For efficiency, RSA is often used in a "hybrid" or "key-management" mode with fast non-public-key cryptosystems. With such a system, the encryption and decryption keys are identical. If Alice wishes to send a long message M to Bob privately, she selects a random key K for the fast non-public-key cryptosystem and encrypts M using K, obtaining ciphertext C. Here, C is as long as M, but K is quite short. Then, she encrypts K using Bob's public RSA key. Since K is short, computing P_B(K) is fast (much faster than computing P_B(M)). She then transmits (C, P_B(K)) to Bob, who decrypts P_B(K) to obtain K and then uses K to decrypt C, obtaining M.

A similar hybrid approach is often used to make digital signatures efficiently. In this approach, RSA is combined with a public one-way hash function h--a function that is easy to compute but for which it is computationally infeasible to find two messages M and M' such that h(M) = h(M'). The value h(M) is a short (say, 128-bit) "fingerprint" of the message M. If Alice wishes to sign a message M, she first applies h to M to obtain the fingerprint h(M), which she then signs with her secret key. She sends (M, S_A(h(M))) to Bob as her signed version of M. Bob can verify the signature by computing h(M) and verifying that P_A applied to S_A(h(M)) as received equals h(M). Because no one can create two messages with the same fingerprint, it is impossible to alter a signed message and preserve the validity of the signature.

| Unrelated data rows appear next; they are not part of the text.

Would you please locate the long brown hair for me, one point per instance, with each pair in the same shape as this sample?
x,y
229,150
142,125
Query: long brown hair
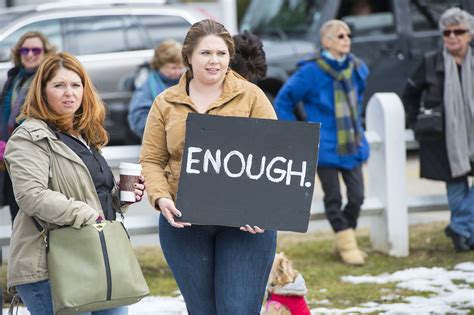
x,y
169,51
89,118
48,48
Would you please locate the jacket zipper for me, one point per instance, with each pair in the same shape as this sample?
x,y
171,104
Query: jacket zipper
x,y
107,265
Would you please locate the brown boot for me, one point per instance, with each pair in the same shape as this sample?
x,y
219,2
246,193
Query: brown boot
x,y
346,245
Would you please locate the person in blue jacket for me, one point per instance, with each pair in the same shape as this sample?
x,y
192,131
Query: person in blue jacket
x,y
166,68
331,87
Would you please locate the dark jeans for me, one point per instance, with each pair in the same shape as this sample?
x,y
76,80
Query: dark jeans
x,y
461,204
37,298
342,219
219,270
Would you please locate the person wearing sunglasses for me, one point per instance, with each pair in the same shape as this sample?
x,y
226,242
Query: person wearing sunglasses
x,y
26,56
439,104
331,87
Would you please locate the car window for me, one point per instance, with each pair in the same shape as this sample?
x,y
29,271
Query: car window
x,y
101,34
282,18
50,28
161,27
426,13
367,17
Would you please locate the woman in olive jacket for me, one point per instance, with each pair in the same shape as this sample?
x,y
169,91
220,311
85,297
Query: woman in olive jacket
x,y
59,176
443,85
219,270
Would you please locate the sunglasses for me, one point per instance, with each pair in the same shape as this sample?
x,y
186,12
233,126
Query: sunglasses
x,y
342,35
457,32
35,50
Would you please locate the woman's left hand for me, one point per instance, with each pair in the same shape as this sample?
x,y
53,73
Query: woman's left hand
x,y
139,188
253,230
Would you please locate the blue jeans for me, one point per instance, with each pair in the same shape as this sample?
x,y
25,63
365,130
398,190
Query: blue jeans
x,y
461,204
37,298
219,270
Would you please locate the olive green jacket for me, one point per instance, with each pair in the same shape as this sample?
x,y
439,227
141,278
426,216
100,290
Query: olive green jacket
x,y
52,184
163,140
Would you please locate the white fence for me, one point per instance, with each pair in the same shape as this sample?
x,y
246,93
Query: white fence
x,y
387,201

Finally, we note that the use of certificates makes distributing public keys much easier. For example, assume there is a "trusted authority" T whose public key is known by everyone. Alice can obtain from T a signed message (her certificate) stating that "Alice's public key is P_A". This certificate is "self-authenticating" since everyone knows P_T. Alice can include her certificate with her signed messages, so that the recipient has Alice's public key immediately available in order to verify her signature. Because her key was signed by T, the recipient knows that Alice's key is really Alice's.

Exercises

Consider an RSA key set with p = 11, q = 29, n = 319, and e = 3. What value of d should be used in the secret key? What is the encryption of the message M = 100?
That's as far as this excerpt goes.